Матвей снова представился.

– Аааа. Учитель? – мужчина пьяно усмехнулся и запустил пятерню в спутанные волосы. – А мне учителя здесь не нужны. – Он вдруг уставился за спину Матвея остекленевшими глазами и хрипло зашептал: – Зачем пришла? Уходи, Христом Богом прошу. Уйди! Отдам я его!

Мужчина покачнулся, и Матвей увидел белое лицо и полные страха глаза стоявшей за ним женщины. Она смотрела на Матвея и беззвучно повторяла какое-то слово. Дверь захлопнулась.

«Мо-роз-и-солн-це. Что она пыталась сказать? Сходить к участковому? И что скажу? Что родители своих сыновей в город отправили? Имеют право. Что увидел кусок янтаря, похожий на тот, что подарил дочке? Так таких серёжек, может, тысяча. Что отец Алёши допился до белой горячки? Так ему тогда врач нужен. Врач?»

Матвей подвигал ртом, повторяя движения губ женщины.
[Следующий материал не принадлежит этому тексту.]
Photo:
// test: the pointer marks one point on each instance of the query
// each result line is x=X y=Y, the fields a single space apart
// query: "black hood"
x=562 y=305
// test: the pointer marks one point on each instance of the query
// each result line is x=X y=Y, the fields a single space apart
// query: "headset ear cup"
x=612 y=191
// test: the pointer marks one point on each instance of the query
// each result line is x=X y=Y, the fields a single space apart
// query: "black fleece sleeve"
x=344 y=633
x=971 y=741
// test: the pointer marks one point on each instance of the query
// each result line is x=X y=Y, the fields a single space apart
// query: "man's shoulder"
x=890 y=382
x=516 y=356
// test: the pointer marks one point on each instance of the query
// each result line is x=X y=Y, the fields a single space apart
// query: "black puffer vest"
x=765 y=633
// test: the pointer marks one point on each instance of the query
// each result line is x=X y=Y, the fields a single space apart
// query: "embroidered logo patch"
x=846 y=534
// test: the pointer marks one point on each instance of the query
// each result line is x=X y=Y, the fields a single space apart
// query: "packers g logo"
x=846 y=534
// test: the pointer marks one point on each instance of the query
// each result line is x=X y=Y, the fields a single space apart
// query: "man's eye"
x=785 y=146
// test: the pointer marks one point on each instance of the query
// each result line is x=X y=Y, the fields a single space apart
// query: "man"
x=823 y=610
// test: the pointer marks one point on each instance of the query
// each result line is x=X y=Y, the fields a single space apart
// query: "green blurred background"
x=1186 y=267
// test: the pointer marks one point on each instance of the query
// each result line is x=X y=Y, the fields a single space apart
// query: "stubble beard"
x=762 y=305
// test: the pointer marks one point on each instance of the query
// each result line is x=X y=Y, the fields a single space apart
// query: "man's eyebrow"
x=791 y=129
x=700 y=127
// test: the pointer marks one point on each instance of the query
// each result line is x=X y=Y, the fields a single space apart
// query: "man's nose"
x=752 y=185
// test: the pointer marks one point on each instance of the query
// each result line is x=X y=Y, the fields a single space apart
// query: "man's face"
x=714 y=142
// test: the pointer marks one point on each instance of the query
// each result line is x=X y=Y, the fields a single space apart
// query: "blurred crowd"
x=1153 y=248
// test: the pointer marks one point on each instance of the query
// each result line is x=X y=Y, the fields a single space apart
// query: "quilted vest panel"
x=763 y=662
Может, она просила позвать к ним Знахарку?

Настасью Петровну односельчане только за глаза звали Знахаркой. А лично обращались уважительно, по имени-отчеству. Дом её стоял на той же улице, что и дом Матвея. Если шла по их улице молодуха с младенцем или ковылял мужик, держась за поясницу, все знали: идут к Знахарке. Да и его жена тоже к ней Любаву носила. Потом несколько дней была как не в себе. Вздыхала невпопад, от Матвея отмахивалась. Не твоё, мол, дело, сама разберусь.
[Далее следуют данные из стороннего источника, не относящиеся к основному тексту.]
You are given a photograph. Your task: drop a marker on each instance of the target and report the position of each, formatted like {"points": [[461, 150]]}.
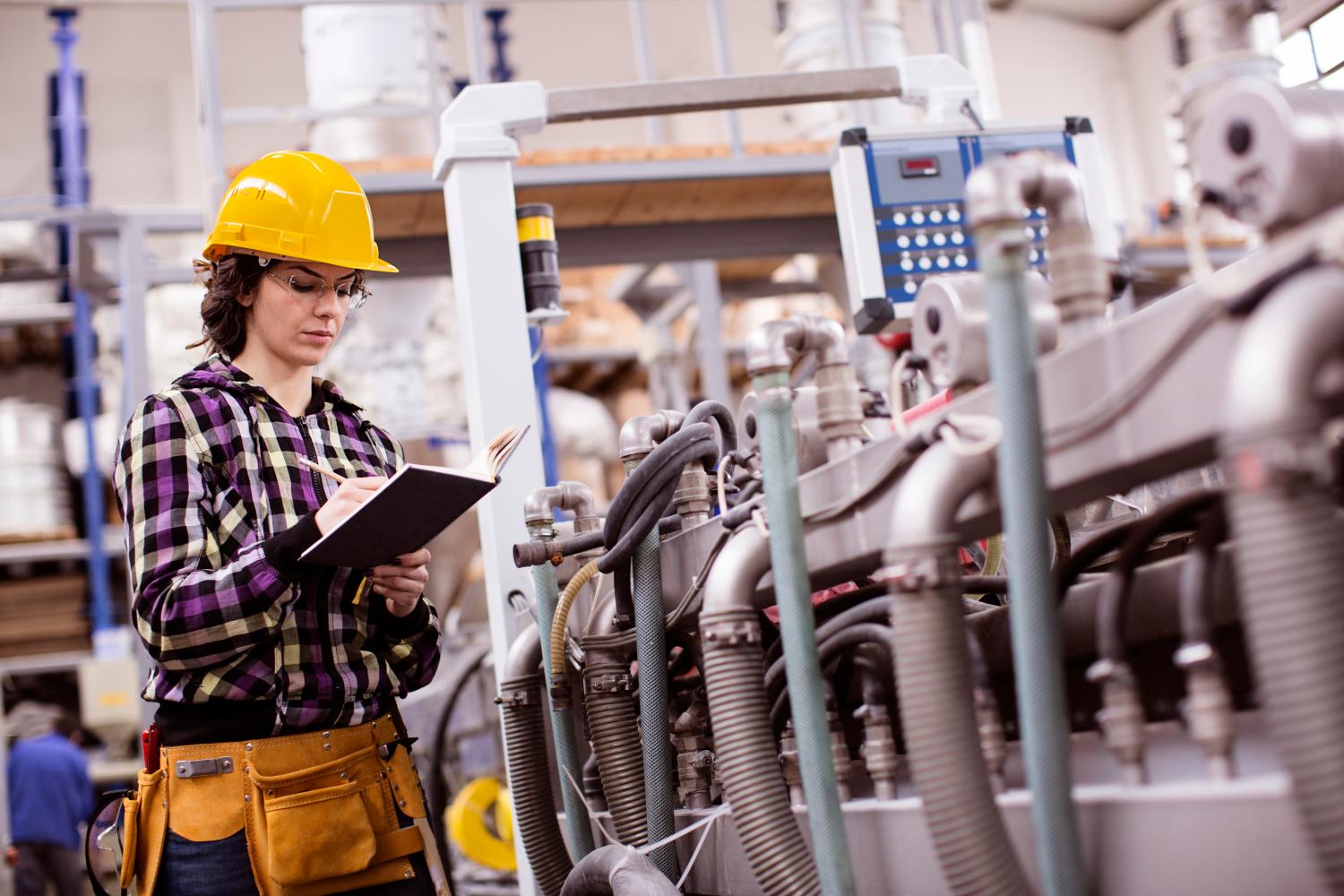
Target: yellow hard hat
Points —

Знахарка встретила Матвея неласково, но в дом, пропахший травами, пустила.

– Что за беда? Садись за стол, – показала она на табурет, сама села напротив.

Матвей не знал, с чего начать, но потом из него как полилось. Выложил всё, что наболело. Старуха не перебивала, только лицом потемнела, когда рассказывал, как встретил Егора в городе и как Галина посмеялась над ним.

– Помогите дочь найти. Сердце болит, спать не могу.